1. Citations to the administrative record will be referenced as (AR "page #").
2. The ALJ noted that plaintiff's records reflect that she performed some work in 2009 (AR 14, 16). Assuming that these earnings were posted correctly, plaintiff would be entitled to a last insured date of June 30, 2010 (AR 16). If these were not posted correctly, then plaintiff would have a last insured date of December 31, 2009 (AR 14). For purposes of his decision, the ALJ assumed that the earnings were posted correctly and assigned plaintiff the later last insured date (AR 16).

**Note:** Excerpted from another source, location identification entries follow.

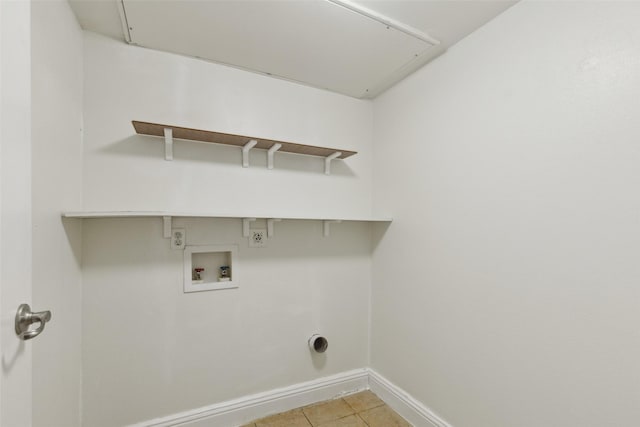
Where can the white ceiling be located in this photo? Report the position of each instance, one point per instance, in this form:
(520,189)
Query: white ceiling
(357,48)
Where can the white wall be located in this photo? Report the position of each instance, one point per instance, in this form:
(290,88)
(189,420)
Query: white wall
(150,350)
(56,82)
(125,83)
(506,290)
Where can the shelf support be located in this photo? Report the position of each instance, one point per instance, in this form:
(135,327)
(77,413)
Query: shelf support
(327,161)
(245,226)
(275,147)
(270,222)
(168,144)
(166,227)
(326,226)
(245,152)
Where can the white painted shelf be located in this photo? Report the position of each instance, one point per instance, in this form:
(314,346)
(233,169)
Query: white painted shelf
(161,214)
(167,217)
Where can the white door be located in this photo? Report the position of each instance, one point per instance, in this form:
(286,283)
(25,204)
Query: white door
(15,209)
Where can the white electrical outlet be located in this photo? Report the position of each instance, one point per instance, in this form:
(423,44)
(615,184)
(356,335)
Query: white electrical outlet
(257,238)
(178,238)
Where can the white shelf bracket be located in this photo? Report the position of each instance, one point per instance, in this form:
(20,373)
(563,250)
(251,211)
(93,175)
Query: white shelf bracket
(270,153)
(326,226)
(245,152)
(166,227)
(245,226)
(168,144)
(327,161)
(270,222)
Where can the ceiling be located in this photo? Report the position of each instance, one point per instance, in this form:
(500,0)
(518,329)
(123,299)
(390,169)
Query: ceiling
(356,48)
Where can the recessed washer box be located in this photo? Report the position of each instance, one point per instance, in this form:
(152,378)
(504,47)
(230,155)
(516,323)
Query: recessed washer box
(210,268)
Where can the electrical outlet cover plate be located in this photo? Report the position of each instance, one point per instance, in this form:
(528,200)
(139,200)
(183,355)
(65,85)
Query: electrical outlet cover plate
(257,238)
(178,238)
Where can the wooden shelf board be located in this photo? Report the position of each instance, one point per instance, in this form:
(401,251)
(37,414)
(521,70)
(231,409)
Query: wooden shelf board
(159,214)
(156,129)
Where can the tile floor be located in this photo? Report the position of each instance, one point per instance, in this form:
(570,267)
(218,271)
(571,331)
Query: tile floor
(362,409)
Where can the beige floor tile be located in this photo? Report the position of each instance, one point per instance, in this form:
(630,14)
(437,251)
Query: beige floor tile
(350,421)
(327,411)
(383,416)
(363,401)
(293,418)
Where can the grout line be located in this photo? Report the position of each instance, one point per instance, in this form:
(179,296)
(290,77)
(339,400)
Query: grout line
(360,418)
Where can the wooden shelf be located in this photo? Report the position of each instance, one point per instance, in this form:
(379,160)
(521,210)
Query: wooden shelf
(156,129)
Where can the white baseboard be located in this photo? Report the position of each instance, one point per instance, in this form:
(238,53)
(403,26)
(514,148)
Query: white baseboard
(243,410)
(403,403)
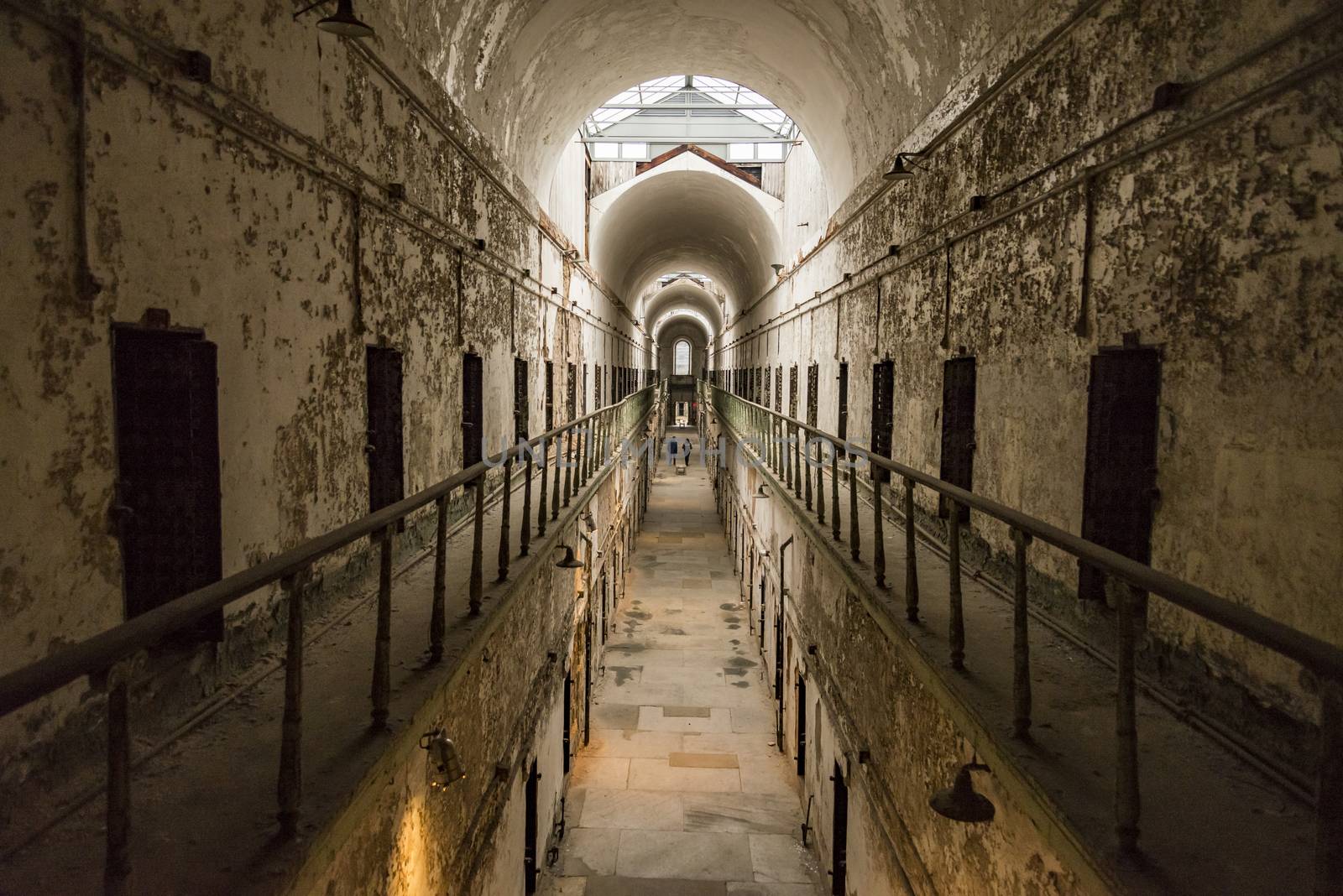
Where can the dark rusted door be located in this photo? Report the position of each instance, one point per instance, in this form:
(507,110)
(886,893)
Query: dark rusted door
(570,399)
(1121,477)
(521,408)
(958,428)
(167,427)
(883,414)
(386,464)
(802,727)
(813,393)
(532,829)
(550,396)
(568,718)
(839,835)
(844,400)
(792,392)
(473,408)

3. The GAF score is a subjective determination that represents "the clinician's judgment of the individual's overall level of functioning" on a hypothetical continuum of mental health-illness. American Psychiatric Assoc., Diagnostic and Statistical Manual of Mental Disorders (DSM-IV-TR), (4th ed., text rev., 2000), pp. 32, 34. The GAF score is taken from the GAF scale, which rates individuals' "psychological, social, and occupational functioning," and "may be particularly useful in tracking the clinical progress of individuals in global terms." Id. at 32. The GAF scale ranges from 100 to 1. Id. at 34. At the high end of the scale, a person with a GAF score of 100 to 91 has "no symptoms." Id. At the low end of the GAF scale, a person with a GAF score of 10 to 1 indicates "[p]ersistent danger of hurting self or others (e.g., recurrent violence) OR persistent inability to maintain minimal personal hygiene OR serious suicidal act with clear expectation of death." Id.
4. The ALJ refers to the doctor as "Dr. Alabuini" (AR 19).
5. The ALJ observed that plaintiff's counsel advanced a theory that she met the requirements of Listing 12.04 but:

"He [counsel] makes no specific assertion of marked or extreme paragraph B criteria. He notes indications of significant deficits in maintaining concentration, persistence or pace, as well as social function, without recognition of the need for 12-month duration of such deficits. He also posits that because she prefers to be in the company of her friends or her mother she requires a highly structured and supportive environment. The Listings acknowledge that such structure and support can exist outside of an institutional setting, but to meet this requirement one must be unable to function outside of the home. She reports she can go out alone, goes shopping, goes to movies and bowling (Ex 11E) and during the period under consideration she has gone to college classes and done quite well. She goes to friends' apartments and socializes with them." (AR 17-18).

6. SSR's "are binding on all components of the Social Security Administration" and "represent precedent final opinions and orders and statements of policy and interpretations" adopted by the agency. 20 C.F.R. § 402.35(b)(1).